A new Xbox 360 build of Xbox Game Studios and Crytek’s 2013 action-adventure game, Ryse: Son of Rome, has leaked online.
Ryse: Son of Rome was originally intended to be an Xbox 360 title that used the Kinect. However, developer Crytek ultimately axed Kinect support along with the Xbox 360 version and instead opted to release the game for Xbox One. Well over a decade later, a July, 2012, build of the canceled Xbox 360 version (via RandomlyRandom67 on ResetEra) has surfaced online, revealing several interesting performance metrics.
Ryse: Son of Rome Xbox 360 Build Screenshots Performance
Screenshots taken from the leaked build of Ryse: Son of Rome feature CryEngine’s internal performance overlay, exposing detailed rendering statistics from the cancelled Xbox 360 version. The metrics reveal how far Crytek was pushing the aging Xbox 360 hardware.




One combat arena scene shows a frame rate of only 8.6 fps while rendering 6 million polygons and approximately 1,500 draw calls. Another interior scene performs better at 17.2 fps, while displaying around 2 million polygons and over 2,000 draw calls. Both figures are exceptionally high for a 7th-generation console title. A third scene from the same interior section shows the frame rate dipping as low as 2 fps.
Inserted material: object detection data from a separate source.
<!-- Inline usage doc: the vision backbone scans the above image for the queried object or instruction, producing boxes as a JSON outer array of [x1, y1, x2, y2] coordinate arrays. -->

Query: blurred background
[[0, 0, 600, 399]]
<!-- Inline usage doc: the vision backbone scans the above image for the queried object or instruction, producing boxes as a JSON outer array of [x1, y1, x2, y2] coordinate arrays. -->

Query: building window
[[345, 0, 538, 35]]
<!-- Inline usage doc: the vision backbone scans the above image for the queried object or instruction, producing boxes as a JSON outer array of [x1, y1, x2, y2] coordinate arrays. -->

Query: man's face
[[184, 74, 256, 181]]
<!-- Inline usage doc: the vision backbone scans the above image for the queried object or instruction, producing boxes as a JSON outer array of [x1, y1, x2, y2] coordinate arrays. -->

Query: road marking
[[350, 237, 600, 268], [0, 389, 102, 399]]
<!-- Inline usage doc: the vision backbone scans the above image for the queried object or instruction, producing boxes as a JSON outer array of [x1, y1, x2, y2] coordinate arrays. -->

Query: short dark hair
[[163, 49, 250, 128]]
The debug overlay also highlights the heavy cost of CryEngine’s advanced visual features. Dynamic shadows appear to consume a significant portion of the rendering budget, while particle effects, fog systems, and environmental effects place additional strain on the hardware. In the combat arena scene, particle buffers are fully exhausted, indicating that the engine was operating at or beyond its intended limits. The game’s dense geometry, large numbers of on-screen characters, advanced lighting, and cinematic presentation are all designed based on the Xbox One’s performance profile.
Ryse: Son of Rome was released on November 22, 2013, for the Xbox One. It was followed by a Windows PC release nearly a year later on October 10, 2014.